I’m writing a simple binary tree in Rust as part of my current endeavor to learn this language.

I might eventually extend this into a rewrite of some parts of my Orderbook series, but who knows. The day is young.

Starting off

Make a new cargo package and name it something dumb.

$> cargo new beetree

Navigate into the sweet new repo that cargo setup for you and get into the main.rs file. That’s where all the action is.

Then we’re going to setup some basic types to work with. We want our b-tree to be a set of nodes that can have a left or right node, but must themselves have a value for using during lookups. Traversing our binary tree should reference that value and act accordingly.

So we declare our Node<T> type with a generic. This will let our tree be much more extensible. val will be straightforward and is just going to be of the generic type T. A Node will have a value, a left, and a right field.

Let’s define what left and right are. To be clear about intended use, let’s make this a new type and call it ChildNode<T> and it will also extend our generic use.

// A basic layout of the types as I start that compiles without erros (except dead code linter error)
// 
// Node holds a generic value and can have optional left or right children.
struct Node<T>{
    val: T, // what does &'a mean? It's called a "shared reference" and the 'a part means specifically "the lifetime of a"
    left: ChildNode<T>,
    right: ChildNode<T> 
}
// ChildNode makes it a little cleaner to deal with Node
type ChildNode<T> = Option<Box<Node<T>>>;

The gist behind our binary tree is that we’re going to write our node type to be generic, but we will first implement it for i32.This is mostly because I wanted a simple solution first, and it felt more straightforward to deal with an integer first.

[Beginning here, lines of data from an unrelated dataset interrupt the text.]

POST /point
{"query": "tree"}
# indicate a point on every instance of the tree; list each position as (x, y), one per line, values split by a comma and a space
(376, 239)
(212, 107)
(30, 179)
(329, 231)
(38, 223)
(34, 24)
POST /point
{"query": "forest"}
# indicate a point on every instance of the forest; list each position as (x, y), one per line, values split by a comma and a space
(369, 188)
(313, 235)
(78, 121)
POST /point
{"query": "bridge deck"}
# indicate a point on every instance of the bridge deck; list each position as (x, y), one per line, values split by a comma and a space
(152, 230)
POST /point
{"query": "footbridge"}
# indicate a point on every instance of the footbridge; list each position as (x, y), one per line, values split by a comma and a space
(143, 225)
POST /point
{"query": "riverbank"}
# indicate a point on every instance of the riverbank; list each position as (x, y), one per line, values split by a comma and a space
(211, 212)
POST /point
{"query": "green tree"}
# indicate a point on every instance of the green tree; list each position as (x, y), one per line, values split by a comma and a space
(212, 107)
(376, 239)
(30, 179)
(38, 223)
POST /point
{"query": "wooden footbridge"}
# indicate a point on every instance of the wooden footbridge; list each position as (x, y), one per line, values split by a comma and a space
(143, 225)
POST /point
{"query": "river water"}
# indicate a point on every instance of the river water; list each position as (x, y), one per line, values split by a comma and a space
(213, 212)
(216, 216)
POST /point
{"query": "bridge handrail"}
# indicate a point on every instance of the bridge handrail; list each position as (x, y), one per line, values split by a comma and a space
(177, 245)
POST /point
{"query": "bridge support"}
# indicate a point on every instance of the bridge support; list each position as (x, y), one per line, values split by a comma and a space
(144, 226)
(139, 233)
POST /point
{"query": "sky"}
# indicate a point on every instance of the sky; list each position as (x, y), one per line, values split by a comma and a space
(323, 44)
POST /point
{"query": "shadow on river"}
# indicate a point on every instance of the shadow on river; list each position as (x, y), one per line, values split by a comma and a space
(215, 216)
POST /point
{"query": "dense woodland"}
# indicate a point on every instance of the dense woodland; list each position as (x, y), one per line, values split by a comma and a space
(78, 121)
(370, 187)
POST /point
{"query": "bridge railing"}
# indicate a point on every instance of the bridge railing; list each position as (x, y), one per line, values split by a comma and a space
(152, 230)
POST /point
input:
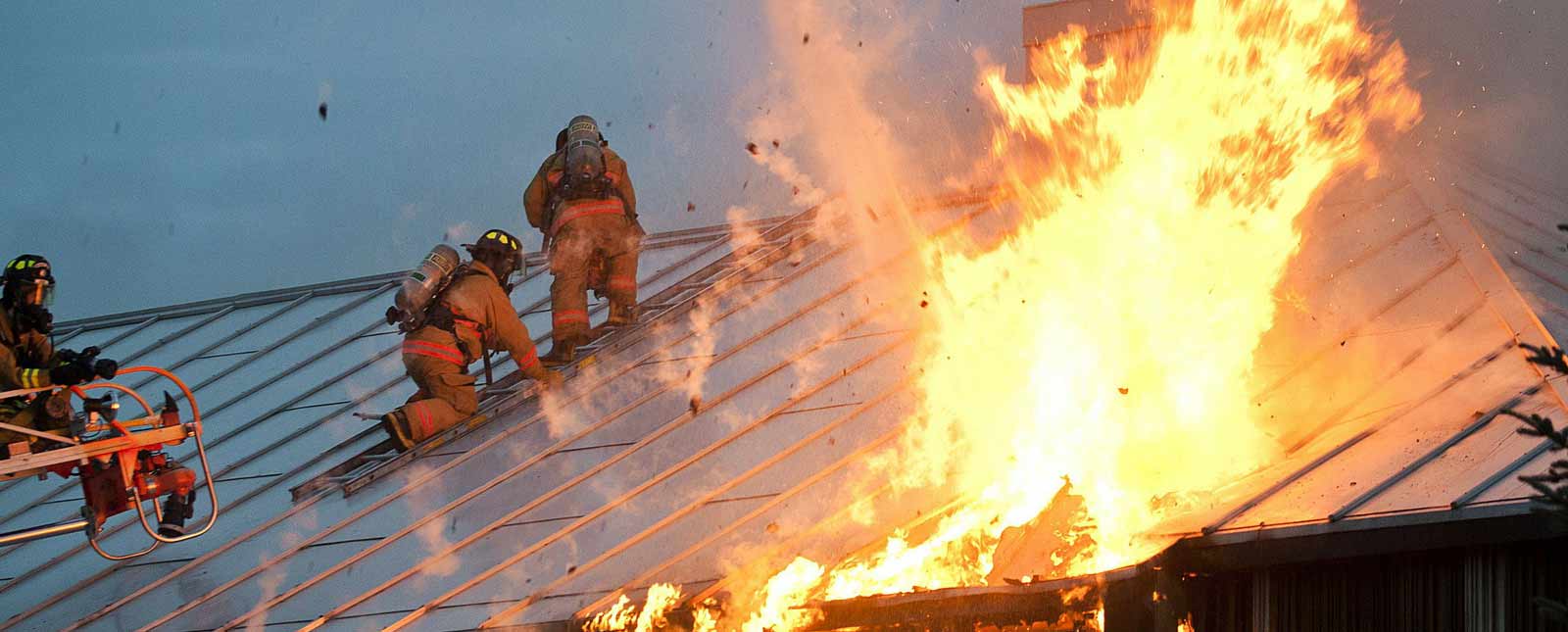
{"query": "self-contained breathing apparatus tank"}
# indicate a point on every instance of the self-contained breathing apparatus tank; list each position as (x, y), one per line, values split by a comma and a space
(585, 169)
(420, 287)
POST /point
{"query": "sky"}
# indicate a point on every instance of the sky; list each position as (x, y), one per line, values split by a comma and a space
(172, 153)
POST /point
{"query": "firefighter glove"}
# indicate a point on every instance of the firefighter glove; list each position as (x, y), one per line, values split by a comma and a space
(70, 373)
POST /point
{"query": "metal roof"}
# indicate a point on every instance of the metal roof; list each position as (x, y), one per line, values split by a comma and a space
(686, 449)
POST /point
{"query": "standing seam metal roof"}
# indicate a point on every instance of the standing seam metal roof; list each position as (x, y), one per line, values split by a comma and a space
(533, 517)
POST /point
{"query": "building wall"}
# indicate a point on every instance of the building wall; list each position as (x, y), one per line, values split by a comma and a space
(1450, 590)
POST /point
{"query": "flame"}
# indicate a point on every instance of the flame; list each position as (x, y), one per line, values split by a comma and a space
(627, 616)
(1089, 376)
(783, 595)
(1107, 344)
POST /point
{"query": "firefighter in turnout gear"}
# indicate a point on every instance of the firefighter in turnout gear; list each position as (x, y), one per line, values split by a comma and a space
(584, 203)
(28, 360)
(470, 316)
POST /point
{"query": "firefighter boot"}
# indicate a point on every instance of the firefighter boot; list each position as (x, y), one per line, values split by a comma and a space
(562, 353)
(176, 511)
(396, 423)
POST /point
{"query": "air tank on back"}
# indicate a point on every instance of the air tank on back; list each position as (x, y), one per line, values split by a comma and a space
(420, 284)
(584, 159)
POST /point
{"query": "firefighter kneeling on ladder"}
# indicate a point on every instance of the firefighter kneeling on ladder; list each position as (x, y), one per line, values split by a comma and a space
(584, 203)
(28, 360)
(451, 316)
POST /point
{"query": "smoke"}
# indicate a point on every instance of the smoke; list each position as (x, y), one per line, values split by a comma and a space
(274, 576)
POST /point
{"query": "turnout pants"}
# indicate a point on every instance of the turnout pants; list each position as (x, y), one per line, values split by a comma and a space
(31, 415)
(446, 396)
(576, 247)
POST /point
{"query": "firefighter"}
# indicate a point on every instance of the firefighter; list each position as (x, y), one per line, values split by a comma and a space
(470, 316)
(28, 360)
(584, 203)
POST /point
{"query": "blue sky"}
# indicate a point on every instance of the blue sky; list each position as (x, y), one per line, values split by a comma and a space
(172, 151)
(167, 153)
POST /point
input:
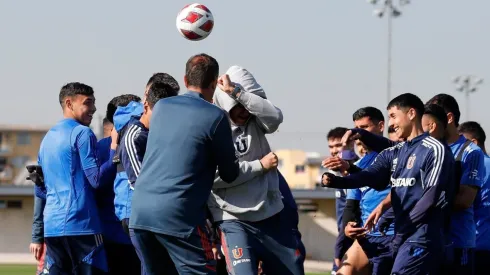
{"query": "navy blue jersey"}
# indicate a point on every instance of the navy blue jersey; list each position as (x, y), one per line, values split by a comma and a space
(369, 198)
(189, 140)
(420, 169)
(112, 230)
(340, 200)
(70, 166)
(482, 211)
(463, 228)
(133, 147)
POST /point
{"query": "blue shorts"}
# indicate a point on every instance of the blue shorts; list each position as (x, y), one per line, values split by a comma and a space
(300, 261)
(164, 254)
(459, 261)
(247, 243)
(415, 258)
(81, 255)
(378, 250)
(482, 262)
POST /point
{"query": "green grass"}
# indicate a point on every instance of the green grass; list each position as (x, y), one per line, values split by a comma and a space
(31, 270)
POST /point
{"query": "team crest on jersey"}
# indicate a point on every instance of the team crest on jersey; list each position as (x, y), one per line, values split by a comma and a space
(237, 253)
(411, 161)
(242, 144)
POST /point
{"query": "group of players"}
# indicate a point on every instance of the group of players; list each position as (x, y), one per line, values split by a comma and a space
(199, 192)
(180, 184)
(416, 203)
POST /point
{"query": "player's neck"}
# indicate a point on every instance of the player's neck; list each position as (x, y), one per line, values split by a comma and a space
(67, 114)
(452, 134)
(417, 130)
(145, 120)
(207, 94)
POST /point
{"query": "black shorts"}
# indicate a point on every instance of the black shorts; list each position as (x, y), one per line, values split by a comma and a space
(79, 255)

// Node of i32 type for our first implementation.
impl<'a > Node<i32> {
    pub fn insert(&mut self, new_val: i32) {
        // don't duplicate values in tree
        if self.val == new_val {
            return
        }

        // detect if we have left or right children
        let target_node= if new_val < self.val {
            &mut self.left
        } else {
            &mut self.right
        };

Above is where we define our impl for the Node<i32> type. We will implement a generic here with Node<T> at a later time.

// match on the case of the target node and figure out if we're at a leaf node
match target_node {
    // if that node exists, recursively call insert on it
    // subnode needs to be ref mut because it's behind a pointer
    Some(ref mut subnode) => subnode.insert(new_val),
    // if it doesn't exist, then we assign it to what we expect it to be
    None => {
        let new_node = Node { val: new_val, left: None, right: None };
        let boxed_node = Some(Box::new(new_node));
        *target_node = boxed_node
    }
}

And here’s the pattern matching that I really like in Rust. This is one of Rust’s better points. I haven’t fully formed my thoughts about the borrow checker yet but the Option type and pattern matching it enables is really nice to work with and promotes, in my opinion, some really readable code.

Problems

As always, I’m going to pick apart my design because that’s how we improve.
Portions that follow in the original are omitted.